Instrumental in the efforts to censor the Dixie Chicks has been the media conglomerate Clear Channel, a company with close ties to the Bush administration. The campaign also involves the extreme-right FreeRepublic.com web site and Cox Radio and Cumulus Broadcasting, two large radio broadcasters who dominate the country music radio scene. The CD-smashing rally in Louisiana by a 33,000-pound tractor was orchestrated by KRMD, part of Cumulus Media, which has just recently lifted its ban against the group’s music. The so-called ‘grassroots’ uproar against the trio is in fact a highly orchestrated phenomenon.
According to a report in Launch, Yahoo’s music service, all three group members have 24-hour personal protection. Said spokeswoman Emily Robison: “I feel our safety is a huge, important issue right now. We officially have a posse now because we have to have security people with us at all times, and this has gotten to a point where enough is enough, you know! When you feel like your own safety is an issue, I think people [anti-group protesters] have to step back.”

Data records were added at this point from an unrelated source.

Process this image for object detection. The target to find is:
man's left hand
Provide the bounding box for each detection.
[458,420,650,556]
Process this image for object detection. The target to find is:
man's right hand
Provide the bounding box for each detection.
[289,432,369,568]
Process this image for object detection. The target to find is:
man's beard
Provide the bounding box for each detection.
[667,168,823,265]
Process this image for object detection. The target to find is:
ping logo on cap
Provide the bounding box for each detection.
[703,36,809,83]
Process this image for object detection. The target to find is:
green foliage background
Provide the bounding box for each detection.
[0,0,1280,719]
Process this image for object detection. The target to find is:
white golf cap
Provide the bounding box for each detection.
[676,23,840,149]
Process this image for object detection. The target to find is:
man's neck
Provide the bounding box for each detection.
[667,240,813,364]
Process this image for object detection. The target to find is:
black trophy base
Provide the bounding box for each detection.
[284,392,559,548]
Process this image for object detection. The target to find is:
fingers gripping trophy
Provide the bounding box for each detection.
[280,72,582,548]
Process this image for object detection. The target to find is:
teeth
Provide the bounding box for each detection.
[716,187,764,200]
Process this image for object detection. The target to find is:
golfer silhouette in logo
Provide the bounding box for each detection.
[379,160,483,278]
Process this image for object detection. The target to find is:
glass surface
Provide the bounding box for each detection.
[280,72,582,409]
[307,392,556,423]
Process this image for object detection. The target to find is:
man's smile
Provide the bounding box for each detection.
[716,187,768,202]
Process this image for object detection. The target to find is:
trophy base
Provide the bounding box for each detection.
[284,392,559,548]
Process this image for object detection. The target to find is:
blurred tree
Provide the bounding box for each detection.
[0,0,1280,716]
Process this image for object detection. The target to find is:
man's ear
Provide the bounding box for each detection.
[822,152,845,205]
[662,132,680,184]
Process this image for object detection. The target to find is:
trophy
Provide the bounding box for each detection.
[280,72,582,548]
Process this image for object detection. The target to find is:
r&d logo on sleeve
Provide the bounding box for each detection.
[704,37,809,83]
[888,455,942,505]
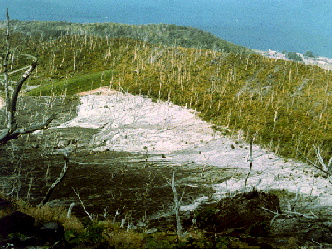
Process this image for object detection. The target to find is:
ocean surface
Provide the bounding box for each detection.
[0,0,332,58]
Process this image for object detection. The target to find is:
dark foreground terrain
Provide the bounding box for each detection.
[0,97,332,248]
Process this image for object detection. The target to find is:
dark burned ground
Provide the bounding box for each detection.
[0,97,332,248]
[0,97,220,222]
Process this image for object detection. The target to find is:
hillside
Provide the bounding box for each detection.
[1,26,332,165]
[0,20,249,53]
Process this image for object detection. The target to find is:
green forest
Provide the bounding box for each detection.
[0,21,332,164]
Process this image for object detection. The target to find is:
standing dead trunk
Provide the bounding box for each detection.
[0,9,56,144]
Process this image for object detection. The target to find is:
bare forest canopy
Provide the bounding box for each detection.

Recording artist Bruce Springsteen has come out in support of the Dixie Chicks. In a message on his official web site, Springsteen opined:
“The Dixie Chicks have taken a big hit lately for exercising their basic right to express themselves. To me, they’re terrific American artists expressing American values by using their American right to free speech. For them to be banished wholesale from radio stations, and even entire radio networks, for speaking out is un-American.
“The pressure coming from the government and big business to enforce conformity of thought concerning the war and politics goes against everything that this country is about—namely freedom. Right now, we are supposedly fighting to create freedom in Iraq, at the same time that some are trying to intimidate and punish people for using that same freedom here at home.
“I don’t know what happens next, but I do want to add my voice to those who think that the Dixie Chicks are getting a raw deal, and an un-American one to boot. I send them my support.”